Located in the protected bay of Marino Ballena National Park, Playa Ballena features small waves and fine sand. The coastline landscape here is very picturesque; Isla Ballena can be seen near the shore. The waters of the National Park are frequented by humpback whales from August to October and from December to April each year.

Ventanas Beach

This beach is small, but it boasts a very beautiful landscape. It is named “Windows” because at its northern end, there is a rocky promontory with caves and arched openings through which the sea passes like a window; the area can be explored at low tide. Sea kayaking excursions are very popular here.

Garza Beach

Located south of Boca Brava, the waves at Playa Garza are excellent for experienced surfing. This beach is generally not suitable for swimming.

Drake Bay - San Josecito Beach

Comprising rocky areas and coves of great scenic beauty, Drake Bay features very humid tropical rainforest due to its frequent precipitation and rich biodiversity. Drake Bay is the starting point for sport fishing excursions, diving/snorkeling trips to Caño Island, and boat rides to reach Corcovado National Park. Long beach walks and horseback rides are very popular here, especially at San Josecito Beach at the southern end of the bay.

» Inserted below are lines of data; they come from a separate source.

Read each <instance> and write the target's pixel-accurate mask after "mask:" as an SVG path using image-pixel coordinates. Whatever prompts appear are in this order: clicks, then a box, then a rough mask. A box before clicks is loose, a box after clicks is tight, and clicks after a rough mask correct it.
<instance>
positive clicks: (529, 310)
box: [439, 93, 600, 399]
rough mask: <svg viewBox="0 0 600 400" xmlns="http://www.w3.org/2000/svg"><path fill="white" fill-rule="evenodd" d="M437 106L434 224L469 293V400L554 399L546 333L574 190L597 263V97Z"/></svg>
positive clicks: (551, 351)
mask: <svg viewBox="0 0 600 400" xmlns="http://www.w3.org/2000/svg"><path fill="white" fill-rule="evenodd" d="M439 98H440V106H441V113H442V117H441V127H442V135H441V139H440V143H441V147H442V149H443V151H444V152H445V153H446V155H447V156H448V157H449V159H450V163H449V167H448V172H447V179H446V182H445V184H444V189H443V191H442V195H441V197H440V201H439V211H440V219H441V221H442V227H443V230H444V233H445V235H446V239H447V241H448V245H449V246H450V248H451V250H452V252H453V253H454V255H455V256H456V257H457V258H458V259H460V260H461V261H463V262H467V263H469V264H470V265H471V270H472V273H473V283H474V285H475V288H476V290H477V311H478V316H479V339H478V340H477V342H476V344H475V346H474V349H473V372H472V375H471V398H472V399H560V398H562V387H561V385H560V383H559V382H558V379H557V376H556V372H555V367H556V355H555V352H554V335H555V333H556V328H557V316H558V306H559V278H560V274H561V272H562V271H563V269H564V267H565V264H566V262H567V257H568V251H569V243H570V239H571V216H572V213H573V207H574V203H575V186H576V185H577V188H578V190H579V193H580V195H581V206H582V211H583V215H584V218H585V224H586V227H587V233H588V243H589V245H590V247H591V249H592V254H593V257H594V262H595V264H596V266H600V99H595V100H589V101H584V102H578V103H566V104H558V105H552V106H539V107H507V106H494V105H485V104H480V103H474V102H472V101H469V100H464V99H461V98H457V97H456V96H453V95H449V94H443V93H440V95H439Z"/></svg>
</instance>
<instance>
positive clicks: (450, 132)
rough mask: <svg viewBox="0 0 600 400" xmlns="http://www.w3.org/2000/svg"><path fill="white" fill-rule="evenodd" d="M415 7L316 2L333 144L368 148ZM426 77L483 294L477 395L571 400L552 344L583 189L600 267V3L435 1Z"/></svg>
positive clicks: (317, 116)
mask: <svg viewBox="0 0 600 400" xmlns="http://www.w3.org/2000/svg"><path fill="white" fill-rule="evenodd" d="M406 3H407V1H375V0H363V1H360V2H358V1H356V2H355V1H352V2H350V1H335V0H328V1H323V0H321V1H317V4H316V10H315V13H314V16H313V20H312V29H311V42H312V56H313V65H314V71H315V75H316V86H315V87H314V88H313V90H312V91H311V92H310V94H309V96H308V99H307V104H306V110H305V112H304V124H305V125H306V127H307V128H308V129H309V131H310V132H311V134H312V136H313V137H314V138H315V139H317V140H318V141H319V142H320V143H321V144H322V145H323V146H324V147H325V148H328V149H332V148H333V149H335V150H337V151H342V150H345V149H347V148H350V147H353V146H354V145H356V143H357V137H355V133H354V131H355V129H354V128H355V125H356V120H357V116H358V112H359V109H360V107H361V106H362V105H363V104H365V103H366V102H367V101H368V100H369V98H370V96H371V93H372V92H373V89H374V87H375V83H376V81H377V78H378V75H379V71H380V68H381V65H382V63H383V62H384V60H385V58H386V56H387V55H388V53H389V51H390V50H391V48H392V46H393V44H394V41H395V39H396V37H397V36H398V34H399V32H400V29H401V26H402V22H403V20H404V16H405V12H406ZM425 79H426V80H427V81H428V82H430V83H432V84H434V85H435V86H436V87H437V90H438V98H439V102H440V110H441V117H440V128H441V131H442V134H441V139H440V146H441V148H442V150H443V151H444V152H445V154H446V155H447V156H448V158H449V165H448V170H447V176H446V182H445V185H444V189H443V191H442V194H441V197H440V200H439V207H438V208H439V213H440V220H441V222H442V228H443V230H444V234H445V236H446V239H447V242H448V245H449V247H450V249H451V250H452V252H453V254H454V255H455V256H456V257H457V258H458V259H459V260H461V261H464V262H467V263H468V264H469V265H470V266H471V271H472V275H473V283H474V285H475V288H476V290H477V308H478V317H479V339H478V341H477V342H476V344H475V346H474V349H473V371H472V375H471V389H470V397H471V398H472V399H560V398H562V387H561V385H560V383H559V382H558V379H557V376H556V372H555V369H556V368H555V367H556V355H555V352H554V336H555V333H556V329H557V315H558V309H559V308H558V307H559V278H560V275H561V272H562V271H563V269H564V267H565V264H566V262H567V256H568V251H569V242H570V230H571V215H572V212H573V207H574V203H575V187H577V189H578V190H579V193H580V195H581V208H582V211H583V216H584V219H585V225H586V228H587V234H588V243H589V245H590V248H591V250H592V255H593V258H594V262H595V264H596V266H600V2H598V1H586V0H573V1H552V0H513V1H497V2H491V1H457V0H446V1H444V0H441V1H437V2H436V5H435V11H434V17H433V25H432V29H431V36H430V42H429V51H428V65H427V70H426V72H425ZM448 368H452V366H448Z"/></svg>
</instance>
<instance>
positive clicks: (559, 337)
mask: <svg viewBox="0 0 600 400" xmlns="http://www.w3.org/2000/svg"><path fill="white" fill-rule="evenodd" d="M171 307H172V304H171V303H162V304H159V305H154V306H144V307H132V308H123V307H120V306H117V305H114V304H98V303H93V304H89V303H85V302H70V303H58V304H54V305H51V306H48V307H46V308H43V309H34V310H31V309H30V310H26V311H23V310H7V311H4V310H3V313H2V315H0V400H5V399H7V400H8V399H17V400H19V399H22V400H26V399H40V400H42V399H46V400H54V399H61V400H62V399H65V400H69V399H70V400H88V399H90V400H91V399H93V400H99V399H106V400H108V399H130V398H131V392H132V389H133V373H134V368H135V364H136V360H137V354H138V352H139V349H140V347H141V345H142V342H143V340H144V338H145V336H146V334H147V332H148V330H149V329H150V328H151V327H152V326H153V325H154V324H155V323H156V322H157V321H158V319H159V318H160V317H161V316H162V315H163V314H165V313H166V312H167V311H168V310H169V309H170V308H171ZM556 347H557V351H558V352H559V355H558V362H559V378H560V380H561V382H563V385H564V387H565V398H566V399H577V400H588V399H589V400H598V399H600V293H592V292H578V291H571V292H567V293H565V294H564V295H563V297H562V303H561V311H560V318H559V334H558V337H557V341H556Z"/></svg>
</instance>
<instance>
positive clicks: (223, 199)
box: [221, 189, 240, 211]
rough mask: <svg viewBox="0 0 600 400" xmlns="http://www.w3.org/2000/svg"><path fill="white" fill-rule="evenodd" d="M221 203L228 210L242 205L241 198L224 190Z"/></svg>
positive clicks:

Every year in February, the community celebrates the arrival of the famous British explorer Sir Francis Drake, after whom the bay is named.

Matapalo Beach

Located at the tip of the Osa Peninsula, Cabo Matapalo is one of the most remote and beautiful areas of Costa Rica. Beaches like Matapalo and “Backwash” are famous for their large surf waves. Some of the strongest and biggest waves roll in at break points over a rocky bottom and should only be attempted by experienced surfers. Another beach known as Pan Dulce has much smaller and gentler waves breaking on the beach, providing beginning surfers a safe place to learn. With its proximity to Corcovado National Park, the area is very scenic with a lush tropical rainforest ecosystem that is home to birds, monkeys, and other animals. Waterfalls are plentiful.

Platanares Beach

This spacious and pleasant beach features coastal vegetation and mangroves at the mouth of the Platanares River, near the town of Puerto Jiménez. It’s an excellent spot for sunbathing and enjoying the sea.

Blanca Beach

This beach is located inside the Golfo Dulce, surrounded by mountains with evergreen forests. With moderate waves, Playa Blanca is a tranquil place of great scenic beauty.

Pavones Beach

A picturesque beach stretching 1.5 kilometers in length, Pavones is located about 15 km south of Playa Zancudo. Pavones is the perfect destination for surfers looking to catch some of the world’s best longest waves. Pavones is famous for its long left-hand break, especially during Costa Rica’s rainy season (April to October) when the waves reach their peak. The waves here allow serious surfers on a good day to ride the waves for over three minutes at a time. Situated at the mouth of the Golfo Dulce, Pavones is the last sizable town along the Pacific before the border with Panama.

Cacao Beach

This small beach is located 2 km from Golfito, and the most convenient way to get there is by small boats (called “pangas” in Spanish). Playa del Cacao has very little waves, making it safe for swimming, and lush vegetation. You can walk from here on trails to observe the flora and fauna. From this beach, you can see the city of Golfito.

Zancudo Beach

Playa Zancudo is a beautiful black sand beach located 20 km south of Golfito that is famous among surfers. It’s the perfect spot for a relaxing vacation, with pristine scenery and a completely natural environment. Stretching 6 kilometers in length, the fine sandy beach and moderate waves feature a beautiful mangrove estuary, and tropical vegetation with rows of coconut palms. Here, the Pacific Ocean is your playground for water sports such as surfing, scuba diving, snorkeling, sport fishing, kayaking, whale and dolphin watching tours, or boat excursions through the mangrove estuary. For land lovers, you can horseback ride along the beach or hike trails near the estuary and river. Due to Playa Zancudo’s popularity among surfers, accommodations are affordable and the atmosphere is very laid-back with locals. The best way to get to Playa Zancudo is by taxi boat from Golfito.